For more information, contact:
The Nature Conservancy
1417 Stuart Engals Blvd.
Mt. Pleasant, SC 29464
(843) 937-8807




9,164 Acres

Explore our work in this region

Enjoying Your Visit
The Nature Conservancy hopes visitors to Sandy Island will enjoy the easy hiking terrain, pristine forest and wetland habitats of the preserve. Here are some tips for making the most of your visit.  

  • The preserve is open to the public from sunrise to sunset.  
  • Access to Sandy Island Preserve is by boat only, and there are no restrooms, running water or trash removal service.  
  • There is no bridge to Sandy Island. The closest boat access is from landings along the Waccamaw River.
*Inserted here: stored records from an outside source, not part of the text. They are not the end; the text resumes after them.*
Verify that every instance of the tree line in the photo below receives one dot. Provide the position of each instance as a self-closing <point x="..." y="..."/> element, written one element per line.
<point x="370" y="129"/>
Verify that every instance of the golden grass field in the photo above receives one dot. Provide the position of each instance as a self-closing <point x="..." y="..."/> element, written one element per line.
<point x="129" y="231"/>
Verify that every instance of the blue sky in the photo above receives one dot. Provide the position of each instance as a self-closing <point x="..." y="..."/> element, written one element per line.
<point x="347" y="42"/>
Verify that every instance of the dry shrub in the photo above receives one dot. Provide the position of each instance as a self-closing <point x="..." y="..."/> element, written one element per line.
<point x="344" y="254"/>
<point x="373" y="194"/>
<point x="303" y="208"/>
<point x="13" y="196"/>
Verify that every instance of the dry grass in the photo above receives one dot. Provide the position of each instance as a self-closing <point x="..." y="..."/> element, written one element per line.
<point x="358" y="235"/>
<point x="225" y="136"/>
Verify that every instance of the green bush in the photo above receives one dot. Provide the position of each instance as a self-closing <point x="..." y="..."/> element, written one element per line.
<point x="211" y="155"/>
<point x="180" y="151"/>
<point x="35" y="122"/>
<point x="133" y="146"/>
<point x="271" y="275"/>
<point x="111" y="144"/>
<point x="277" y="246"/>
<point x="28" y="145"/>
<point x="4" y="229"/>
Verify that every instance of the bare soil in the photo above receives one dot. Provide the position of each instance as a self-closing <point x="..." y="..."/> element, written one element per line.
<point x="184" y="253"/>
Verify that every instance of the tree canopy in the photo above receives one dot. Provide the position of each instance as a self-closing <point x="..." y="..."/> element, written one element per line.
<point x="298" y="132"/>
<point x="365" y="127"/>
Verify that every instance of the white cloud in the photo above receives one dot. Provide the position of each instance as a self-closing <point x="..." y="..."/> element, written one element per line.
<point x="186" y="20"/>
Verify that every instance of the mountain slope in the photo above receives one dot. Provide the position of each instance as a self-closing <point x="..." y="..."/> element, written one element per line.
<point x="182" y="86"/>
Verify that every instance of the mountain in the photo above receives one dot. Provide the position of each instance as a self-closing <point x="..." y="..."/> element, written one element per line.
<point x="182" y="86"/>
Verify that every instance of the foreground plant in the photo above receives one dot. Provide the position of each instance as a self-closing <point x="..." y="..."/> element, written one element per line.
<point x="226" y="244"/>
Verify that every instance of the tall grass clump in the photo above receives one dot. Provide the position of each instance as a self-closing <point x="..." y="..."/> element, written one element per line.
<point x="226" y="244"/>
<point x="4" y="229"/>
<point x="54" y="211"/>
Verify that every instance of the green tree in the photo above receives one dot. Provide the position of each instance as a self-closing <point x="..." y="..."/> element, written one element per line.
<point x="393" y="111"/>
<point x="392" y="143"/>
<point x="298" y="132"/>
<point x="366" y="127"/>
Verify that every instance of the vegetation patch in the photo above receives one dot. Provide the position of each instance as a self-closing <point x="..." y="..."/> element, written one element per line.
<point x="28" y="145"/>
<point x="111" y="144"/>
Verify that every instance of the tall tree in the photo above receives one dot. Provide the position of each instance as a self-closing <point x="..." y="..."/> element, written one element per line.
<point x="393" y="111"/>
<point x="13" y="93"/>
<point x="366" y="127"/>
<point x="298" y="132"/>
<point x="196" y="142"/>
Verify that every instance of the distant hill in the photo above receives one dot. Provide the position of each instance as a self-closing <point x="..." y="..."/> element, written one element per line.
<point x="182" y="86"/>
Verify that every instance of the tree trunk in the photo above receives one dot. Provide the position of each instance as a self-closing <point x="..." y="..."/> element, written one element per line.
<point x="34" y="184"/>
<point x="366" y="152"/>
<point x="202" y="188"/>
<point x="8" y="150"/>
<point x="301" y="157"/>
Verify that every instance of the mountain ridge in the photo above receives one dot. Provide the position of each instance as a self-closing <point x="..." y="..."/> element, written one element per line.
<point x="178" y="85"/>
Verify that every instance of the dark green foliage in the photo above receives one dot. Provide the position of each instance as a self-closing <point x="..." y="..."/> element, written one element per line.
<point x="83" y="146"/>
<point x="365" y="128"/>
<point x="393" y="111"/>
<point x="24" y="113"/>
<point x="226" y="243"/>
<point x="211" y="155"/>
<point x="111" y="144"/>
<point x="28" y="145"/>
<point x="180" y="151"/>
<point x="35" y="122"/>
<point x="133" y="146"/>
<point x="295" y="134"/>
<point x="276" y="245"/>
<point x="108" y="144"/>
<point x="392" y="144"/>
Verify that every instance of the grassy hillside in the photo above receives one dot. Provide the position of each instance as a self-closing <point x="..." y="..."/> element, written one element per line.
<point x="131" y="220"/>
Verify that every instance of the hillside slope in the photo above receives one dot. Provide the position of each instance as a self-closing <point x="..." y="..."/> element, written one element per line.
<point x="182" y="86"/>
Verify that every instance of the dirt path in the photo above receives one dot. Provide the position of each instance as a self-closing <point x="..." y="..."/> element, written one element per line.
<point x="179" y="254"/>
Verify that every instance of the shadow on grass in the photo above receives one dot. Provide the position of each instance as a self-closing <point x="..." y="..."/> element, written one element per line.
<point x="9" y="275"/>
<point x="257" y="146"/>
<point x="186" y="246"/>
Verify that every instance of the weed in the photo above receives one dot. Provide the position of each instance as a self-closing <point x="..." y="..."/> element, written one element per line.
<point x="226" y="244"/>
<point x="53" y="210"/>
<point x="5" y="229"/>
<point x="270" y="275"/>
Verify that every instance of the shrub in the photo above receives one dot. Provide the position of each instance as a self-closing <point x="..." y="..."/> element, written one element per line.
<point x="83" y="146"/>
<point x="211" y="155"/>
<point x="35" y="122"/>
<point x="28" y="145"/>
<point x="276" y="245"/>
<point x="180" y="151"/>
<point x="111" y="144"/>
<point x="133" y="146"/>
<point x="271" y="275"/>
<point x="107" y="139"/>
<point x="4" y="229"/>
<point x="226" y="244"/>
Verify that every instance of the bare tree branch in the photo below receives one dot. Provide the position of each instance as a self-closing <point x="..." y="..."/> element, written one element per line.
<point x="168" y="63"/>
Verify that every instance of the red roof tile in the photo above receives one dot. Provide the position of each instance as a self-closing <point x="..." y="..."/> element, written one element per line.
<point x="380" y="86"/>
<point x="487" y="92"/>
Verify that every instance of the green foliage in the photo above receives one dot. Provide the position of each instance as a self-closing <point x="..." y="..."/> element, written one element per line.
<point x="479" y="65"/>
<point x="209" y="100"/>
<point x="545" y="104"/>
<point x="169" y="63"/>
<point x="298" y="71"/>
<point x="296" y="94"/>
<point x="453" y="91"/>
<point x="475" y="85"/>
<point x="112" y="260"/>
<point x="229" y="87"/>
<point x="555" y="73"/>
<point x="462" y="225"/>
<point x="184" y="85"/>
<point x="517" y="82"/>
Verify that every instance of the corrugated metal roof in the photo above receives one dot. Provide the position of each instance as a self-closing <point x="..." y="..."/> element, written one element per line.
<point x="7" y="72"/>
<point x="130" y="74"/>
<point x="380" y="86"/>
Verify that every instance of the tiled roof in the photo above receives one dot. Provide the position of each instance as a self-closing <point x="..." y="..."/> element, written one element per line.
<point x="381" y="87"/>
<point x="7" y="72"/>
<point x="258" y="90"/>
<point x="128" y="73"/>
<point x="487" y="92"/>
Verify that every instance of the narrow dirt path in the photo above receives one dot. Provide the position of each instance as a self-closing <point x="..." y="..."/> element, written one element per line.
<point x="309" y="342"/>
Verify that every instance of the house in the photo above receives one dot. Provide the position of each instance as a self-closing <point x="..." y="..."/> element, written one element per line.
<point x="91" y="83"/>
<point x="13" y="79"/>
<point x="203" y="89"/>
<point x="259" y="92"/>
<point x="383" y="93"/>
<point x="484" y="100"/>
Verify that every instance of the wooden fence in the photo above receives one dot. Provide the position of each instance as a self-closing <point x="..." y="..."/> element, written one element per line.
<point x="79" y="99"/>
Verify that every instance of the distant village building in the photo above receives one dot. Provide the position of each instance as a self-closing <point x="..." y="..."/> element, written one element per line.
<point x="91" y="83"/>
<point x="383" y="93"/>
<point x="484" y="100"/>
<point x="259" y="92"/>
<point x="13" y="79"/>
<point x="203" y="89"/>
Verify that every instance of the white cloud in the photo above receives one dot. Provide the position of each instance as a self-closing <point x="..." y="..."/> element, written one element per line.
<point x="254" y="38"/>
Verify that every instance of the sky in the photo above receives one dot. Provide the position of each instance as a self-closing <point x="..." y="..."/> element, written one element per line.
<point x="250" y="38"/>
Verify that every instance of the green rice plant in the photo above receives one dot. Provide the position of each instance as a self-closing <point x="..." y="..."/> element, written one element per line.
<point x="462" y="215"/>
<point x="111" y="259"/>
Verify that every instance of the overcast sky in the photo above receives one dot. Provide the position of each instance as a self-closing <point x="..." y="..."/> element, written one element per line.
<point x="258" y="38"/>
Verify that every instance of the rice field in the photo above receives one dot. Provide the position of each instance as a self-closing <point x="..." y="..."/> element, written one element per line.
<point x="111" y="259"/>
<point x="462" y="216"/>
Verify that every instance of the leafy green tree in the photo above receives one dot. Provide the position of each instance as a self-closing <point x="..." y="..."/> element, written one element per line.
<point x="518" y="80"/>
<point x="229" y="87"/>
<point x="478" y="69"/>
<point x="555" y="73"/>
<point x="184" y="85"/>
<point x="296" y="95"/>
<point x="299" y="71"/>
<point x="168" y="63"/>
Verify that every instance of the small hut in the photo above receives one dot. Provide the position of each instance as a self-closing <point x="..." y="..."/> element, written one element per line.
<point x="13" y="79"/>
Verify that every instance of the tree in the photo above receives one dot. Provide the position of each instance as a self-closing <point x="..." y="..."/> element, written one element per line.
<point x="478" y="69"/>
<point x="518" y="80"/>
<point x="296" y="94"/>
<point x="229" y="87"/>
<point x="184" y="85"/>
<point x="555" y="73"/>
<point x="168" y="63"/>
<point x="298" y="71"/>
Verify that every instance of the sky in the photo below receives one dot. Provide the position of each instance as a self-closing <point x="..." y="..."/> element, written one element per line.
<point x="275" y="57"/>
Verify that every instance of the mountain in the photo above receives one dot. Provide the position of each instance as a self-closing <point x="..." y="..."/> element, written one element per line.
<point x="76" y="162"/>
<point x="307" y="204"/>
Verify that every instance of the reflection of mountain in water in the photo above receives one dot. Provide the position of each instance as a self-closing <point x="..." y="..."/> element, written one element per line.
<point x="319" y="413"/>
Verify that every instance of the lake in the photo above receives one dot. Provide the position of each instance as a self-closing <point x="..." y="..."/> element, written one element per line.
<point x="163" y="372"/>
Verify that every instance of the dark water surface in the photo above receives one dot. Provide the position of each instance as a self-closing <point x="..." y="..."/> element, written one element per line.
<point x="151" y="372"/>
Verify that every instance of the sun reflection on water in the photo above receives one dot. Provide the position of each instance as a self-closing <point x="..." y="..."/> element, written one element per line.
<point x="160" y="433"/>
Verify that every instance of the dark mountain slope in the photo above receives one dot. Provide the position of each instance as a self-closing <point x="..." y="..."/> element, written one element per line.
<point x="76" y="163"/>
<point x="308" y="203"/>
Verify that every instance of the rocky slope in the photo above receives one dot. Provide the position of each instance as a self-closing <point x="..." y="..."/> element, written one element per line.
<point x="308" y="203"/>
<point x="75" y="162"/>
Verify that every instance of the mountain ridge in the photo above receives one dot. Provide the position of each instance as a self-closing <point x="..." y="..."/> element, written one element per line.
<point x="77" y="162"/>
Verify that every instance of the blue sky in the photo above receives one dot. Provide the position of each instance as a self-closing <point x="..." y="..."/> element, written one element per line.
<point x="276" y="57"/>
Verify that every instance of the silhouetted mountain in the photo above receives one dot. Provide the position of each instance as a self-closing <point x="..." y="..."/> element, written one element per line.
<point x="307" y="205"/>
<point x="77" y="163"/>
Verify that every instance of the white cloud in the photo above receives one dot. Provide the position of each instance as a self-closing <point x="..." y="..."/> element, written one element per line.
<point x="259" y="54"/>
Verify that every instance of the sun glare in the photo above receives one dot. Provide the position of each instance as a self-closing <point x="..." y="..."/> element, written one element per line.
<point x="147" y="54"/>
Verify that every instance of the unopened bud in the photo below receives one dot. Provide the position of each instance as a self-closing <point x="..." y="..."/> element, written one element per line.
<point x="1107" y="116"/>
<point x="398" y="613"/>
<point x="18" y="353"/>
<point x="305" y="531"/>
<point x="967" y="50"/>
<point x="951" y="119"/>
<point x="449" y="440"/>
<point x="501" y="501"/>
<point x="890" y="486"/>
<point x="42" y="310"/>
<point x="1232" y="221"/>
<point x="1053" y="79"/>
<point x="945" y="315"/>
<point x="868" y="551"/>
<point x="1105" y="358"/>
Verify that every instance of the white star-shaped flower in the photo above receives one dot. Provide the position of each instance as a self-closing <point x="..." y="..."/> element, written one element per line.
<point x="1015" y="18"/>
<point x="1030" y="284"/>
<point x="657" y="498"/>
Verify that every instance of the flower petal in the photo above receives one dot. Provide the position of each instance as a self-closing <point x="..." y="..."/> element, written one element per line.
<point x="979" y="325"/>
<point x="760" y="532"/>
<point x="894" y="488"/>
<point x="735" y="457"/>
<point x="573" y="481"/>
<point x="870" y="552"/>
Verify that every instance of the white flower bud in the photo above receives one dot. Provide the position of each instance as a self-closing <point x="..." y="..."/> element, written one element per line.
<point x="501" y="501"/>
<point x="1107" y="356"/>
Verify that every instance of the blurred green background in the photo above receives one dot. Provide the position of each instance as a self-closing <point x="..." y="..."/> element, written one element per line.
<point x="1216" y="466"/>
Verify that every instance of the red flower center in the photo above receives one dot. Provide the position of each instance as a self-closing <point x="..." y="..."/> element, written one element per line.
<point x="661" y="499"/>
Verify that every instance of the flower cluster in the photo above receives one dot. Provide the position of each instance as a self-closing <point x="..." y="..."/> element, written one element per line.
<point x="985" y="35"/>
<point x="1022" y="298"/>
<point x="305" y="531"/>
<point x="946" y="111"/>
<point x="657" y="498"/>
Bull Creek (1), Vaux Creek (2), and Thoroughfare Creek (3) landings on the Island (yellow diamonds on adjacent map) provide access to hiking trails and informational kiosks.  
  • Visitors to Sandy Island Preserve are welcome to: hike, observe wildlife, picnic, take photos, fish.  
  • Visitors are on their own but guided tours may be pre-arranged with local tour companies.  
  • Visitors are asked to refrain from: camping, littering, lighting fires, hunting without a permit, and removing cultural or animal/plant artifacts. Please respect private property outside of thepreserve.  

Call Waccamaw NWR Visitor’s Center at 843-527-8069 or The Nature Conservancy at 843-937-8807 with questions about your visit.  

What to See: Plants
Sandy Island supports a large number of rare plant communities. The uplands cover about half of the island and exhibit many communities typical of the Sandhills Region, along with those more commonly found in the Outer Coastal Plain. Parts of the island have experienced wildfires at various times. The north end of the island (which burned most often) supports a longleaf pine (Pinus palustris) community with very little hardwoods understory. Mature longleaf pine in excess of 100 years old dominate the upland landscape. Fire is a natural component of such communities, preserving health, quality and diversity.  Where fire was suppressed in the south end of the island, turkey oak dominates the upland landscape.

What to See: Animals
Among the rare species existing in the pine forest is the endangered red-cockaded woodpecker.  These birds depend upon the mature, fire-resistant pine forest to provide forage and nesting sites. Black bears also use Sandy Island as a corridor for travel.